An airplane leaves airport A and flies 200 km. At this time its bearing from Airport B, 250 km to the west, is 120 degrees. How far is the airplane from B?

let the plane's position be P

so in triangle ABP, angle A = 30° ( a bearing of 120 = 90+30)
let's find angle P
sinP/250 = sin 30/200

(case 1)
angle P = 38.682
then angle A = 113.328°
BP/sin113.328 = 200/sin30
BP = 372.63 km

case 2
angle P = 141.318
then angle A = 8.682°
BP/sin8.682 = 200/sin30
BP = 60.38 km

both answers make sense, since the triangle results in the "ambiguous case"

1. A passenger in an airplane at an altitude of 10 km sees two towns to the east of the plane. The angle of depression to town A is 28o and the angle of depression to town B is 55o. How far apart are the two towns?

To find the distance between the airplane and airport B, we can use the Law of Cosines.

Let's consider the triangle formed by the airplane, the starting point (airport A), and airport B. We know the following information:
- Side a = 200 km (the distance the airplane has flown)
- Side b = 250 km (the distance from airport B to the west)
- Angle C = 120 degrees (the angle at airport B)

Using the Law of Cosines, we can write:

c^2 = a^2 + b^2 - 2ab * cos(C)

Substituting the given values:

c^2 = 200^2 + 250^2 - 2(200)(250) * cos(120)

Simplifying the equation:

c^2 = 40000 + 62500 - 100000 * cos(120)
c^2 = 40000 + 62500 + 100000 * (-0.5)
c^2 = 162500

Taking the square root of both sides:

c = sqrt(162500)
c = 403.11 km

Therefore, the airplane is approximately 403.11 km away from airport B.

To determine the distance of the airplane from Airport B, we can use the cosine rule, which relates the sides and angles of a triangle. In this case, we have a triangle with sides of 200 km, 250 km, and an unknown side, and an angle of 120 degrees opposite the unknown side.

Using the formula for the cosine rule:

c^2 = a^2 + b^2 - 2ab * cos(C)

where c is the unknown side (distance from the airplane to Airport B), a is the side opposite to angle A (200 km), b is the side opposite to angle B (250 km), and C is the angle opposite to the unknown side (120 degrees).
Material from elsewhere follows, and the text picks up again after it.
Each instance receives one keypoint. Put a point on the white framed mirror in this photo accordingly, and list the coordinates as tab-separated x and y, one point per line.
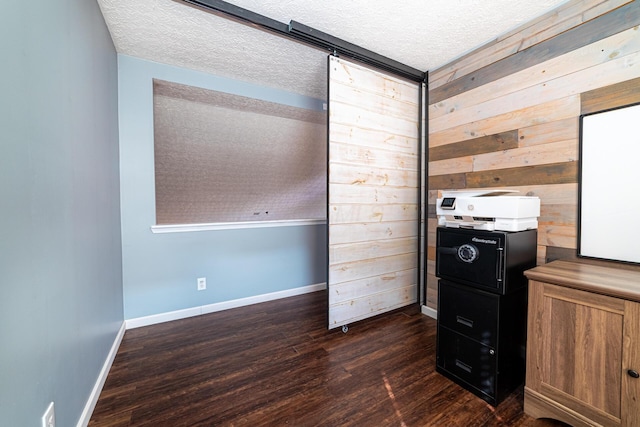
609	196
Plugging in the values into the formula:

c^2 = (200 km)^2 + (250 km)^2 - 2 * (200 km) * (250 km) * cos(120 degrees)

c^2 = 40000 km^2 + 62500 km^2 - 100000 km^2 * cos(120 degrees)

c^2 = 40000 km^2 + 62500 km^2 - 100000 km^2 * (-0.5)

c^2 = 40000 km^2 + 62500 km^2 + 50000 km^2

c^2 = 152500 km^2

Taking the square root of both sides to find the distance, c:

c = sqrt(152500 km^2)

c ≈ 390.62 km

Therefore, the airplane is approximately 390.62 km away from Airport B.